This is an R notebook document. It allows you to mix R code, notes and outputs with nice formatting and is a nice way to record and present R analyses. You can create one of these documents in newer versions of R studio by going to File > New File > R Notebook.
I’ll use this notebook to provide worked answers to all of the exercises we did in the course.
Use R to calculate
31 * 78
697/41
These are just simple mathematical expressions entered on the console.
31 * 78
## [1] 2418
697 / 41
## [1] 17
Here we use the arrow symbols to make the assignments. They can point left or right but they must point from the data towards the variable name in which you want to store them.

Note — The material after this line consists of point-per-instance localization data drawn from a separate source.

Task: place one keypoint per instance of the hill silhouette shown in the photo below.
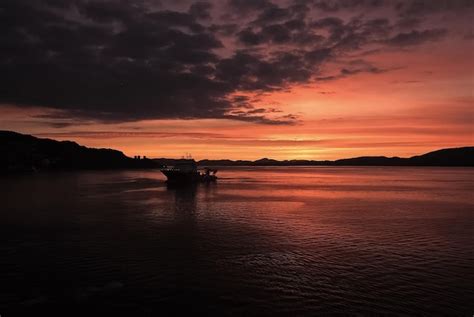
(20, 152)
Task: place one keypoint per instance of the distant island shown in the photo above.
(23, 153)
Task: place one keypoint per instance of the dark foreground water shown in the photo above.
(262, 241)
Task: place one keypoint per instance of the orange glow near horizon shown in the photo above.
(423, 102)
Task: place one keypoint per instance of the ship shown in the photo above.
(185, 171)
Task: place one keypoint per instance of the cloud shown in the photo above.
(119, 61)
(416, 37)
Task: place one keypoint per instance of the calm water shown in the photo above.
(262, 241)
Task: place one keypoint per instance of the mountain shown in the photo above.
(19, 152)
(447, 157)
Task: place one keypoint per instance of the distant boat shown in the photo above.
(185, 171)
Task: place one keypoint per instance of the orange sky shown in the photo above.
(422, 101)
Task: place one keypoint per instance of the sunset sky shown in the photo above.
(240, 79)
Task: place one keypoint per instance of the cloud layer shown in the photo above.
(120, 61)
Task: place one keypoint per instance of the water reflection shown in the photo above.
(269, 241)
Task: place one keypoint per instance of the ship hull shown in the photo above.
(180, 177)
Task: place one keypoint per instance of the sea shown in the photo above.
(261, 241)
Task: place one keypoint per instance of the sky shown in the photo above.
(241, 79)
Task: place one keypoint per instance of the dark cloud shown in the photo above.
(118, 60)
(200, 10)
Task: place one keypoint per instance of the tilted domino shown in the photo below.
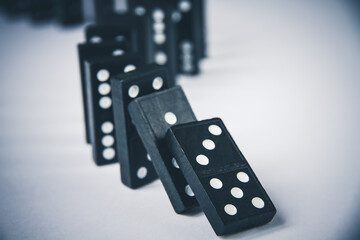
(136, 167)
(69, 11)
(152, 116)
(155, 32)
(188, 20)
(223, 182)
(101, 119)
(88, 51)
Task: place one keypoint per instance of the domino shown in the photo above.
(100, 113)
(155, 33)
(69, 11)
(42, 10)
(89, 51)
(15, 7)
(223, 182)
(190, 34)
(152, 116)
(127, 28)
(136, 167)
(188, 18)
(106, 11)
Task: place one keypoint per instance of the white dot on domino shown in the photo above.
(216, 183)
(258, 202)
(189, 191)
(230, 209)
(142, 172)
(134, 91)
(208, 144)
(243, 177)
(103, 75)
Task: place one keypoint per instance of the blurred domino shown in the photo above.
(136, 167)
(100, 113)
(223, 182)
(69, 11)
(152, 116)
(90, 51)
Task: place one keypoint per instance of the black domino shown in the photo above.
(134, 30)
(42, 10)
(69, 11)
(223, 182)
(136, 168)
(15, 7)
(153, 115)
(155, 32)
(188, 17)
(100, 114)
(90, 51)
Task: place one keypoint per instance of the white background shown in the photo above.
(284, 77)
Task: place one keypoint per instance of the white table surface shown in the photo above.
(284, 77)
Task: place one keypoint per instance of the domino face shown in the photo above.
(188, 18)
(96, 34)
(153, 115)
(224, 184)
(41, 10)
(89, 51)
(70, 11)
(136, 167)
(100, 114)
(190, 34)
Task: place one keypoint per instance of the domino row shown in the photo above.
(152, 131)
(138, 117)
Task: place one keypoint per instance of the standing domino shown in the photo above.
(88, 51)
(224, 184)
(101, 119)
(136, 167)
(153, 115)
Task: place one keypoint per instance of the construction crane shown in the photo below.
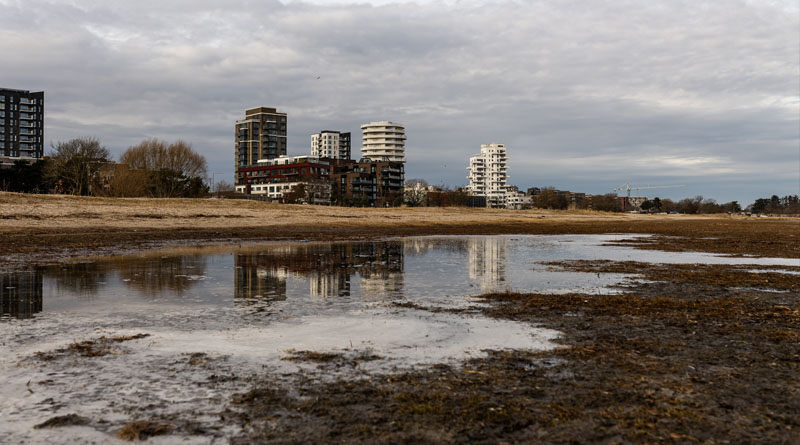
(628, 187)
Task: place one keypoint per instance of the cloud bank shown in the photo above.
(586, 95)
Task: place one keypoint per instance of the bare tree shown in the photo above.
(125, 182)
(415, 192)
(223, 187)
(175, 169)
(75, 164)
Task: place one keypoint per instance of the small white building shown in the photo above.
(330, 144)
(383, 141)
(488, 175)
(314, 192)
(518, 200)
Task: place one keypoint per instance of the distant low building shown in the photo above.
(368, 183)
(330, 144)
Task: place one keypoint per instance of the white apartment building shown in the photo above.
(383, 141)
(330, 144)
(488, 174)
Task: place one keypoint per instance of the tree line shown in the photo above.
(82, 166)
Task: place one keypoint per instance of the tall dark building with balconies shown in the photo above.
(21, 125)
(261, 135)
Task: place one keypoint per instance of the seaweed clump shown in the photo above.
(89, 348)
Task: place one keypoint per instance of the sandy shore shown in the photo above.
(48, 228)
(691, 353)
(40, 229)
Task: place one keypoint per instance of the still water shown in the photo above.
(247, 307)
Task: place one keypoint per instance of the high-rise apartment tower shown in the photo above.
(21, 125)
(261, 135)
(383, 141)
(488, 174)
(330, 144)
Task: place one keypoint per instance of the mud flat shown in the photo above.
(676, 329)
(44, 228)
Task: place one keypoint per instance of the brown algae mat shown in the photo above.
(672, 361)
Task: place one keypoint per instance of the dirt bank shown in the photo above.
(44, 228)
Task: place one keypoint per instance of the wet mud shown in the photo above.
(731, 236)
(706, 353)
(673, 361)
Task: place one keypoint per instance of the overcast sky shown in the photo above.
(586, 95)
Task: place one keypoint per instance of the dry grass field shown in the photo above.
(38, 228)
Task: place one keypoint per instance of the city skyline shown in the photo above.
(703, 94)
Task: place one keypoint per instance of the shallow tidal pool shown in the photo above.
(222, 315)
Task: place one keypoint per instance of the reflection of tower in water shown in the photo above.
(255, 278)
(21, 294)
(382, 273)
(487, 262)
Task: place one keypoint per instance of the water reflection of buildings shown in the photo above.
(487, 261)
(21, 294)
(327, 267)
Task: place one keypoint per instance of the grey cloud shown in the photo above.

You can retrieve the data stored in a variable by just entering the varible name.
39 -> x
y <- 22
x-y -> z
z
## [1] 17
Both of these operations require the use of functions. The ideal solution is to nest the two function calls together so that the call to sqrt is inside the arguments to log2.
log2(sqrt(2345))
## [1] 5.597686
There is no mathematical relationship between these numbers so we need to manually create the vector using the ‘c’ function.
c(2,5,8,12,16) -> vec1
Because this is a series we can take a shortcut to make it using the language shortcut which makes integer series between two values.
5:9 -> vec2
vec1 - vec2
## [1] -3 -1 1 4 7
Because we have the same number of values in both vec1 and vec2 the equivalent positions will be paired up and we will see the subtraction results from the same positions, ie 2-5, 5-6, 8-7 etc.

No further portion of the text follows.